Monday, December 5, 2011
Tips for Living in a Mexican Fishing Village at the End of the Road
Rumor has it a grocery store chain is coming to town (Super Sazo which is bien and barato - good and cheap - according to their ads). For now the town consists mostly of little neighborhood stores (abarrotes), two Oxxos (kinda like Circle Ks) and four Super-Ts (also chains and also small but unlike the neighborhood stores, Super Ts carry alcohol). We have a store that specializes in meat, one for fruit and vegetables. My new favorite - Graco - is a tiny and clean store with beautiful vegetables and some things that can be hard to find like olive oil and cottage cheese. During the winter months the Modelorama in Old Kino carries natural orange juice (it comes in on Fridays) and I've been told the Super Bahia in New Kino also has it. (We're surrounded by orange groves - you'd think someone would sell fresh-squeezed OJ from a cart when in season.)
I have never ever seen Greek yogurt here. I've not seen it in the major grocery chains in Calle Doce (30 miles away) or Hermosillo (60 miles) but maybe it can be found in a specialty market in Hermosillo or the fancy grocery store Vimark. Likewise blueberries but I imagine those might be in frozen food sections in Walmart or Costco or the Mexican stores like Ley's or Soriana's. No problem with the walnuts, however.
As the expat/snowbird population grew, so did some of the American food items like Prego spaghetti sauce and Quaker granola but most people who are here for a while schedule in monthly trips to Hermosillo for big shopping. For two years I vowed not to do that and to eat like a Mexican (except for extra sharp cheddar cheese and gin) which is why I'm sick of shrimp and fish tacos. Being sick of shrimp and fish makes it difficult to eat out. Especially if you're also sick of potatoes filled with cheese and carne asada. So far Sonoran hotdogs have not worn out their welcome.

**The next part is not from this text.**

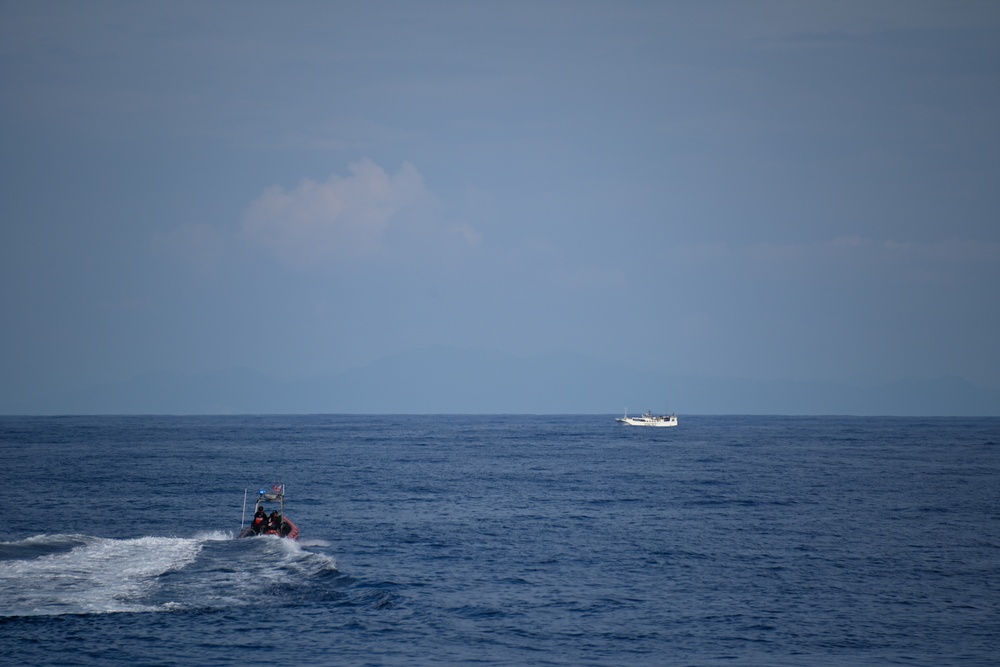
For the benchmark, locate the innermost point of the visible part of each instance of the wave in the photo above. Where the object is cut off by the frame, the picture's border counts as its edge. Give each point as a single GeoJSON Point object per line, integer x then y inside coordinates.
{"type": "Point", "coordinates": [47, 575]}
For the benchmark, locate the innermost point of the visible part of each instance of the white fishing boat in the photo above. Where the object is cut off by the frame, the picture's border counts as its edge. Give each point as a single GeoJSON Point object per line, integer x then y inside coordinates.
{"type": "Point", "coordinates": [648, 419]}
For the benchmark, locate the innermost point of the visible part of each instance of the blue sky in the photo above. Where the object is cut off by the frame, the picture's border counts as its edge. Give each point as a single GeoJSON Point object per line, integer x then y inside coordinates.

My advice is if there are food items you cannot live without, bring them. Then search for them in town, try Calle Doce and Hermosillo. If still no luck, hit up friends who are coming down from the States. Find substitutes. It's funny but I still can't sort out the cream situation. You know like cream for your coffee. It's some sort of thick globby stuff that congeals. So if you need cream for your coffee, bring that. Although Mexicans seem to love mayonnaise, if you're a Miracle Whip person you won't find it anywhere (believe me, I've looked).